GATE CSE 1987 | Question: 10d

Question

Give a regular expression over the alphabet $\{0, 1\}$ to denote the set of proper non-null substrings of the string $0110$.

Comments

what is the proper meaning of non null sub string ?

---

is 0110 a substring of 0110 or not?

---

0110 is not a proper substring of 0110 but it is a substring. So eps and 0110 are excluded.

Answer 1

$0,1,01,10, 11 ,011 , 110$

$ \therefore \text{RE} : (0+1+01+10+11 +011 +110 )$

$\varepsilon$ and $0110$ are not part of RE because of NON-NULL and PROPER substring requirement.

Comments

can we use CYK algorithm here , event though it is  given REGULAR.
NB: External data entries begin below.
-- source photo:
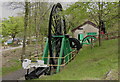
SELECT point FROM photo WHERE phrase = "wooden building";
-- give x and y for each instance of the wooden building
(85, 28)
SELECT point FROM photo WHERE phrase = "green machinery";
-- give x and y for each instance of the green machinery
(59, 48)
(88, 39)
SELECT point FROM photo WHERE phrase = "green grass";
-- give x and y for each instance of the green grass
(91, 64)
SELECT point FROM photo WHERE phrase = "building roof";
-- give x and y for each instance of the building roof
(87, 22)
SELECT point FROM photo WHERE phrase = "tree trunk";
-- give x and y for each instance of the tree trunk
(25, 29)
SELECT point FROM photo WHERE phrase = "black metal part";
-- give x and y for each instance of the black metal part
(74, 43)
(36, 73)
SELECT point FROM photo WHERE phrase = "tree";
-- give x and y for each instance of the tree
(12, 26)
(82, 11)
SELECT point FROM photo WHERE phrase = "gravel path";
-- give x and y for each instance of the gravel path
(17, 75)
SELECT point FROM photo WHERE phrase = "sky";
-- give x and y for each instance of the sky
(5, 11)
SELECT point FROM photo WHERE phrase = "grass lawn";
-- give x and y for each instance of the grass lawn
(91, 64)
(12, 68)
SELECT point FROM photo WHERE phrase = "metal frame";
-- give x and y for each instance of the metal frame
(65, 48)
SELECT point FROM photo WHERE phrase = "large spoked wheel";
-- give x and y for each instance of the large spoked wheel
(56, 28)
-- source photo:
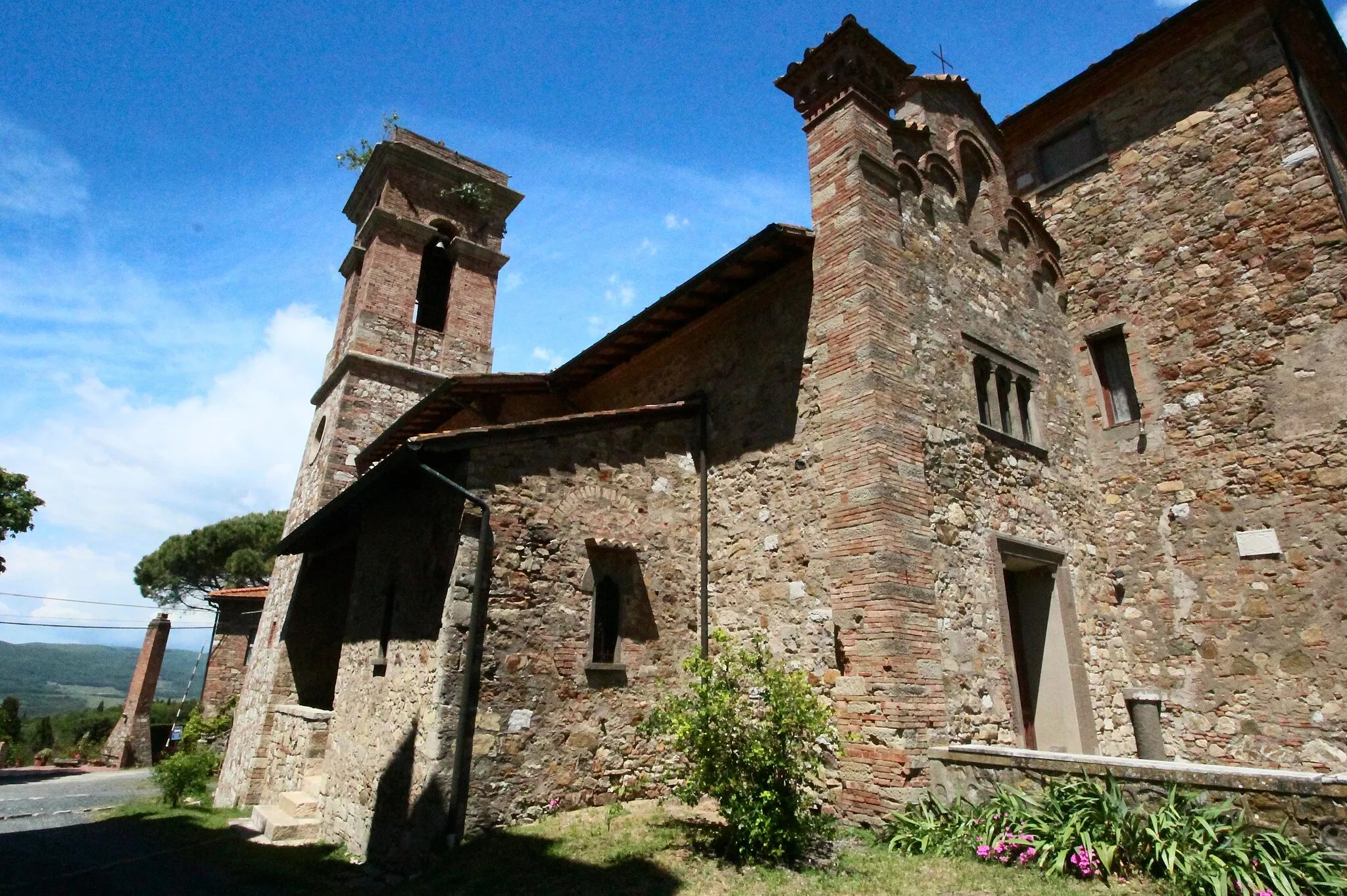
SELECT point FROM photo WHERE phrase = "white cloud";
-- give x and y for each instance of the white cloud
(38, 178)
(547, 357)
(122, 463)
(120, 473)
(619, 293)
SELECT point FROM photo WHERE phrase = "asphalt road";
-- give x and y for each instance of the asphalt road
(59, 802)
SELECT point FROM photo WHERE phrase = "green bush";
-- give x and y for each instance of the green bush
(199, 728)
(1083, 826)
(185, 774)
(752, 735)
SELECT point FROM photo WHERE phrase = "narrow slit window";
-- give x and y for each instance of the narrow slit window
(608, 611)
(385, 631)
(1024, 394)
(433, 285)
(1069, 153)
(1114, 371)
(1005, 402)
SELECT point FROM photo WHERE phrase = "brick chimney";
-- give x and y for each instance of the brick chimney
(128, 744)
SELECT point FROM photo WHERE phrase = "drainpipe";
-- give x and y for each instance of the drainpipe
(702, 465)
(472, 667)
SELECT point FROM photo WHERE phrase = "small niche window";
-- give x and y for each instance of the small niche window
(1069, 153)
(1109, 352)
(608, 617)
(433, 285)
(1004, 390)
(318, 439)
(385, 630)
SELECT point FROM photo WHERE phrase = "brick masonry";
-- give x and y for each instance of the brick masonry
(236, 627)
(858, 506)
(1213, 235)
(128, 744)
(380, 365)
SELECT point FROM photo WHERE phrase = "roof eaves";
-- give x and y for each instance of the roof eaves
(330, 515)
(1172, 35)
(739, 270)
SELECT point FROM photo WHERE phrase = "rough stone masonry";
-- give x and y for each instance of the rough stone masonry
(1037, 419)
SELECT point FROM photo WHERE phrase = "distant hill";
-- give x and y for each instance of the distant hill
(55, 678)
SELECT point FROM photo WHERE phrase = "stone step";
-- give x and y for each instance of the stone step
(281, 826)
(298, 803)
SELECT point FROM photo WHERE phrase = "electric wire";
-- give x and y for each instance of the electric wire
(122, 627)
(100, 603)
but every REGULAR is CFL ,can we use CYK????? but it takes much more time

---

# of substring: $\dfrac{n(n+1)}{2}+1=11$

Remove $0110$ $\&$ $\epsilon$ string as they have asked only proper non-null sub-strings.

So let's write down 9 substrings:

$0,1,1,0:$

$01,11,10$

$011,110$

Some of them are repeating. Hence we have to remove them. Resulting us just with 7 sub-strings:

$0,1,01,11,10,011,110$

Answer 2

L = {0,1,01,11,10,011,110}

R.E = 0(ε+1+11) + 1(ε+0+1+10)

Comments

with above R.E we can also generate 011110 which is not a substring.

are you sure of your answer?

---

You can't generate 011110 from it. Try to make DFA , you will get it.
This R.E is same as the one given in the best answer but in succinct form.

---

oh! i misunderstood "+" sign in between of both expression and thought it is concatenation so end up deriving wrong string.🤔

Answer 3

$\varepsilon ^*0110\varepsilon ^*$

Answer 4

0(E+1+11)+1(E+0+10)

Comments

sub-string 11 cannot be accepted from your R.E.Substring 11 should be accepted by R.E.